There’s a whole suite of perennials in sunset shades that are perfect for darker corners. They will thrive in dappled shade, and with a sunny exuberance you might not expect in such areas. This is not the restrained, cool (dare I say slightly dull) elegance of the pure white forms; no, these come in cocktail colours of peach, pink and apricot.
A group of woodlanders that belong to the fumitory subfamily of the poppy family have delicate fern-like foliage in blue-greens and grey-greens, and thrive in damp, shady conditions: one of these is Corydalis solida subsp solida “Beth Evans”, which is up and out now, with sugar-pink flowers. It grows not much higher than 20cm and forms a clump of about the same size; it needs rich soil and to be next to neighbours that won’t muscle it out.
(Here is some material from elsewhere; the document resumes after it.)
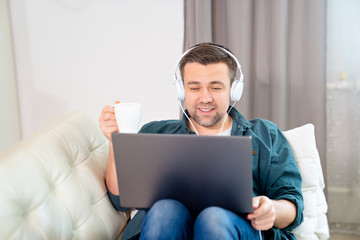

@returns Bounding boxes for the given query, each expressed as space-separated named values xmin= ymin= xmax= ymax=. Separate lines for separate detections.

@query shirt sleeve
xmin=266 ymin=124 xmax=304 ymax=230
xmin=105 ymin=181 xmax=130 ymax=211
In a similar vein, but with more glaucous foliage, is Dicentra “Filigree” with its deep pink-red flowers, and Dicentra formosa with mauvish-pink flowers that dangle over the leaves. All of these look wonderful with smaller-leaved hostas, such as Tiarella “Pink Skyrocket” or ferns. I love the coppery-red new growth of the shield fern Dryopteris erythrosora, with its triangular leaves. It is slow-growing enough to not overwhelm the others, though is not completely hardy. A fully hardy choice would be Polystichum setiferum “Herrenhausen”, with its lacy rosette of finely divided leaves. One of our loveliest native ferns, it complements whatever it sits next to in a woodland setting.
These things are all a little low-growing, however, and many will die back for summer, so it is wise to add something that will lift the eye away from spent foliage. Digitalis purpurea “Sutton’s Apricot” has peachy-apricot flowers along one side of its flower spike, over hairy dark-green leaves. Or, if you are feeling a little bolder, Digitalis “Illumination Pink” – a cross between our native foxglove and the Canary Islands variety – gives a truly tropical sunset in peach and hot pink. It also flowers right into August.
For a little less neon, the silvered leaves of Lamium maculatum “Pink Pewter” are good enough alone, but from midsummer onwards, its pale, sugar-pink flowers will entice bees. This is a creeper that will spread and is unfussy about soil type. It won’t mind a little dry shade, too, making it very useful for suppressing weeds.
Or if your soil stays a little more damp, the water avens Geum rivale “Leonard’s Variety” has beautiful coppery-pink flowers on reddish-brown stems, and if you keep deadheading it will flower from late spring through to late summer. It won’t survive deep shade, but is perfect for a dappled corner.